Pendant la dernière guerre le pont fut détruit le 22 Juin 1940 à 7h15 suite à la mise en place d’une charge de dynamite par les français afin d’empêcher les allemands de traverser la Creuse et de permettre l’évacuation de l’or de la banque de France qui était entreposé à Poitiers. Peu de temps après, les soldats allemands arrivèrent et l’un d’entre eux fut blessé par le tir d'une mitrailleuse servie par des soldats français restés à la Petite Guerche.

La rivière devint ligne de démarcation le 15 Décembre 1940 et les français organisèrent une véritable filière de passage clandestin pour passer en zone libre avec la complicité de certains habitants de la commune.

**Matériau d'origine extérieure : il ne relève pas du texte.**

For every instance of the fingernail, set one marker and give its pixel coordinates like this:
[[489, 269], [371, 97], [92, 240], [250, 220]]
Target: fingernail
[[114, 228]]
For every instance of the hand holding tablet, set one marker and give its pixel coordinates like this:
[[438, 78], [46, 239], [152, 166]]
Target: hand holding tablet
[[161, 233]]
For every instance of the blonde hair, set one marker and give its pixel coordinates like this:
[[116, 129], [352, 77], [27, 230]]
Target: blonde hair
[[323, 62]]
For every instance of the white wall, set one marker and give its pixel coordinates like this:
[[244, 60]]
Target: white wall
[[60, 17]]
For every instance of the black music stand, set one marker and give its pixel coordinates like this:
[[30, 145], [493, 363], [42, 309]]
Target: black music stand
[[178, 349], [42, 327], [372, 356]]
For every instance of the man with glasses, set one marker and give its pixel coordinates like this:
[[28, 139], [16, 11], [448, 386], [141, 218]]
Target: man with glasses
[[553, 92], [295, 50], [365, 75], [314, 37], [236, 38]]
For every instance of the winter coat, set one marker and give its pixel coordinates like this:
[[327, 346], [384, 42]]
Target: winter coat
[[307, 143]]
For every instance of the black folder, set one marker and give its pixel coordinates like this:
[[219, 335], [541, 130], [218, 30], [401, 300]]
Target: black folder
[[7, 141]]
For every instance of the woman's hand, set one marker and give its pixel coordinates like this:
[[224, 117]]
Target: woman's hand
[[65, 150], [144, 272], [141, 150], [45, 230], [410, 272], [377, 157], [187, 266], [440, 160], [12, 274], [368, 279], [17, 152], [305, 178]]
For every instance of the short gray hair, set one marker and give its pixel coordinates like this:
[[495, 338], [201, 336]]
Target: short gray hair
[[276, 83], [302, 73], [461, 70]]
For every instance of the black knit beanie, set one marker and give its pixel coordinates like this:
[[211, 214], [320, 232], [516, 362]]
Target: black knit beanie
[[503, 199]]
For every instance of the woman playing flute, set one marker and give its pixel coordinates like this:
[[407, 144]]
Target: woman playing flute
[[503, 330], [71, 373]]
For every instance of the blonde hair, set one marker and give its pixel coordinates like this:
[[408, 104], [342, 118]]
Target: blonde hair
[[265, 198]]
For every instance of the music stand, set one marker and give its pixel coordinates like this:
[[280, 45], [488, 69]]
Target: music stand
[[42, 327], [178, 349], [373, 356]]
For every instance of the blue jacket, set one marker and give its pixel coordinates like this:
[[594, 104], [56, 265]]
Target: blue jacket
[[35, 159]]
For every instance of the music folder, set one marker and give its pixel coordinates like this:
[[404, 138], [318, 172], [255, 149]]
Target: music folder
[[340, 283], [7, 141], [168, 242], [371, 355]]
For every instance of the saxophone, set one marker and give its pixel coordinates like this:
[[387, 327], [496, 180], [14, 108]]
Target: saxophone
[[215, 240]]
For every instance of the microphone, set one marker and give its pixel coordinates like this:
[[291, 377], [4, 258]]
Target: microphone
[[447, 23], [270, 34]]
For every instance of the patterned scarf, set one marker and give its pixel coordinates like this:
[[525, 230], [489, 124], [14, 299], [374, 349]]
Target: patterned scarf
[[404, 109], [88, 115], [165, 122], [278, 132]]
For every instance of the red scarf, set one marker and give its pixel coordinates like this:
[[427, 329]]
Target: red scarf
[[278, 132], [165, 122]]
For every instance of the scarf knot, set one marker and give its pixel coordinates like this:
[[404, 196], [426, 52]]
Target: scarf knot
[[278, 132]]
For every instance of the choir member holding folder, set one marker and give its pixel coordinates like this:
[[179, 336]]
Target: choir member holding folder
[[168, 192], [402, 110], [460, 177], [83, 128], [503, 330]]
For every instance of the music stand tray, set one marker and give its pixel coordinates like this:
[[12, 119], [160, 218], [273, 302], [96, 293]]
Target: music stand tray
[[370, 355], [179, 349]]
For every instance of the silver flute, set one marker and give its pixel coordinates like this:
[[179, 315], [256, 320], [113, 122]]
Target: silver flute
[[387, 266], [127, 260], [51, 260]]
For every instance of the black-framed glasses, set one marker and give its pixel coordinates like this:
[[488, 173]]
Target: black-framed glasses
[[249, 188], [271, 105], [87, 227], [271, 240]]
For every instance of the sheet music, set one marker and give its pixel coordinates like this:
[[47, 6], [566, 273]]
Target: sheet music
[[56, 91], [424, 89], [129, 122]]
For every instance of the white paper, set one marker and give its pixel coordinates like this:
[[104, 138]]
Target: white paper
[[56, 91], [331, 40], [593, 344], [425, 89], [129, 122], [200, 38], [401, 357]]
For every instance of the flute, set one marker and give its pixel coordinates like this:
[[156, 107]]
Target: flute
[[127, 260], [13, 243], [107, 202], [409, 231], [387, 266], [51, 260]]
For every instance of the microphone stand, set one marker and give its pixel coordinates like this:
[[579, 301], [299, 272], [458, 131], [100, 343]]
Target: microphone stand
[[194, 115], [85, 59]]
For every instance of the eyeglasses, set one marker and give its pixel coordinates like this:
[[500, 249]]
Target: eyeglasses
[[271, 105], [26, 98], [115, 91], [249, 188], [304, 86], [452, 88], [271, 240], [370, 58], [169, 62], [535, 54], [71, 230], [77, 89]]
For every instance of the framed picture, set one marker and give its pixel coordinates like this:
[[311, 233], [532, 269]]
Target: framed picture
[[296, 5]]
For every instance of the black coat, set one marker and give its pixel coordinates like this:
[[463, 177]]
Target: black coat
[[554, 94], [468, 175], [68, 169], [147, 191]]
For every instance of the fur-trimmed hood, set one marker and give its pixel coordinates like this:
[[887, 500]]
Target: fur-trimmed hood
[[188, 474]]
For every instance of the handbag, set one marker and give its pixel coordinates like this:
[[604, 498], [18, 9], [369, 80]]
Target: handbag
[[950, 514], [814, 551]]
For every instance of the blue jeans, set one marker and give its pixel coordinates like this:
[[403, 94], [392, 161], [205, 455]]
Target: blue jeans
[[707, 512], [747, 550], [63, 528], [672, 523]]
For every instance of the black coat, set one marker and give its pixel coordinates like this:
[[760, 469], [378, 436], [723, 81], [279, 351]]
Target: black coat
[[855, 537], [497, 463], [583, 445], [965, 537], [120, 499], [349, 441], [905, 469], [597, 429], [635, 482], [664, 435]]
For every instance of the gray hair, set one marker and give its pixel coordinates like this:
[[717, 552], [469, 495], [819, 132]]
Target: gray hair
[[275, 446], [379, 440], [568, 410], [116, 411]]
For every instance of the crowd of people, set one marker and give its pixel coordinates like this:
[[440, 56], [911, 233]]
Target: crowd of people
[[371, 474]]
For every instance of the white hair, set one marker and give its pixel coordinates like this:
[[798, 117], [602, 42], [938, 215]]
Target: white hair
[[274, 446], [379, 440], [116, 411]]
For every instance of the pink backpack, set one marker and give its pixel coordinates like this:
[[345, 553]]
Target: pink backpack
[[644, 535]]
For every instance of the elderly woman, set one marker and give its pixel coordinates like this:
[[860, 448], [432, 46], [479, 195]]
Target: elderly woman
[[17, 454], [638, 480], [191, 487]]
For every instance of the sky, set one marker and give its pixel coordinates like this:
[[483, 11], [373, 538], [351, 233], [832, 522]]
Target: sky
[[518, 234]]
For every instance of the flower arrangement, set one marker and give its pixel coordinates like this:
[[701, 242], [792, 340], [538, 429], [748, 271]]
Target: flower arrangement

L’église Saint Marcellin (photo)
fut fondée au XI e siècle. Elle fut construite en forme de croix latine mais de sa construction primitive ne subsiste que l’abside et le transept qui a été défiguré lors de travaux de consolidation. Le croisillon Sud du transept du XII e siècle, comporte une absidiole voûtée en cul-de-four avec berceau en plein cintre et chapiteaux historiés. A la place de l’absidiole du croisillon Nord a été construite vers 1571, une chapelle seigneuriale dédiée à Saint Nicolas, voûtée d’ogives avec clef timbrée aux armes partie Villequier et partie Rochechouart. A la même époque a été remanié le clocher carré qui s’élève au dessus du transept et sur chaque face comporte deux fenêtres en plein cintre. L’abside semi-circulaire épaulée par des contreforts-colonnes possède des chapiteaux décorés de personnages. La porte extérieure permettant l’accès au bras Sud du transept est en plein cintre dont l’arc est décoré d’entrelacs avec quatre feuilles et dents de scie.

Erigée en prieuré-cure, l’église dépendait depuis Mai 1099 de l’abbaye de Saint-Pierre de Preuilly. Elle fut inscrite à l’inventaire de monuments historiques le 18 Juin 1962 à l’exception de la nef.